Still, the vision won’t leave me alone. Blond hair and dark eyes. A guy around my age. Could he have been a squatter? A junkie?
“The basement is where the isolation rooms are, according to old newspaper clips. Although we don’t know for sure where Laura gave birth, it’s highly plausible that she was dragged down these stairs, down to that room of horror.” I film the stairs as we go down. The old wood creaks and the walls are dirty. “I wonder if she screamed. If she fought and cried and begged them to let her be with her baby.”
“Here we are,” Lea says when we reach the basement. She looks straight into the camera. “Our teacher, Professor Mathews, challenged us to look back and learn how psychology was applied in earlier times. Finn knew about this abandoned asylum and the killings that took place here, and we started digging.” She turns back, flashlight shining against the walls, revealing torn-down wallpaper and dirty, smeared floors filled with litter.
“Today is December sixteen,” I continue. “Seventy years ago, Laura DiSanti was released from the isolation room around this time. She was allegedly sent back to her room. We don’t know if she ever got there. What we do know is that she forged a weapon from a glass shard and went on a hunt to kill six people—four nurses and two other patients—before she took her own life.”
“Look,” Levi whispers.
It’s a crooked frame of all the inhabitants and nurses, and the photograph was taken at the front entrance. I let the camera linger while trying to gauge their expressions. “What would it be like to live here?” I ask myself and my future audience. “What would it be like to be sent here by someone you trusted, only to realize there was no way out?” The patients look serious, the nurses stern. “Let’s see if we can find Laura DiSanti…” I search through the group of strange faces. “There.” My finger halts on a petite woman with light hair and dark eyes. “Is this the face of a psychopath? Or was she simply broken after everything she has been through?”
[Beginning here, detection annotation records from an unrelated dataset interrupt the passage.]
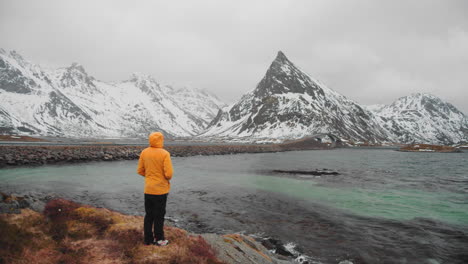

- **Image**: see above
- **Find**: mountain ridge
[0,49,223,137]
[201,51,468,144]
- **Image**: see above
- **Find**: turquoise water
[0,149,468,263]
[0,149,468,225]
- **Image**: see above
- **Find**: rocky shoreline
[0,192,309,264]
[0,136,330,168]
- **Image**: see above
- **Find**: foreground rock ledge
[0,195,292,264]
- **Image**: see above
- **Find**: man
[137,132,173,246]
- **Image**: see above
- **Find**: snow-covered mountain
[203,51,386,142]
[201,51,468,144]
[371,93,468,144]
[0,49,223,137]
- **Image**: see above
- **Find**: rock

“Who was the father of the baby anyway?” Levi asks.
“A mystery,” Lea answers for me. She points her chin toward the dark corridor ahead of us. “Come on, you two. We’re close, I feel it.”
“There. Fucking hell, I found it.” Levi shines his light further down the corridor. “The isolation room.”
My heart throbs as I follow behind. “We found it,” I mutter, mostly to calm my nerves. “Let’s see what kind of place Laura DiSanti was locked into for six months. Although official reports don’t confirm this, I personally think that she was the last person to be held here before the facility closed down.”
In front of me, reaching the threshold, Lea falters. “Fuck. Me.”
I first notice how low the ceilings are here compared to the rest of the building. I even need to bend a little, and I’m notoverly tall at six feet. Now completely open, the door is thick and made of concrete with a little window with bars. Inside, the room can’t be much bigger than a storage room.
Our lights flood the room as we cram into the small space. There’s a bed, narrow and rumpled, and a simple sink.
“Look at the walls,” I choke out.
Words. They are everywhere. Accusations written in pointy, grotesque letters that scream at us from the dead.
“I think these words are written with blood,” I whisper. Laura DiSanti’s blood.
“Welcome to hell,” Levi reads. ‘I hate you.”
“You made me crazy,” Lea reads from the other side.
I flick the camera all over the room, capturing everything we see.
“I will haunt you for this,” Lea murmurs. She turns to face me, eyes wet with tears. “Fuck me. This is…”
“Let’s get out of here,” Levi says, ushering us out of the isolation room. “Come on. I think we’ve had enough.”
“Wait.”
“No, Lea, we need to leave.” Still, Levi, who’s already headed back for the stairs, halts.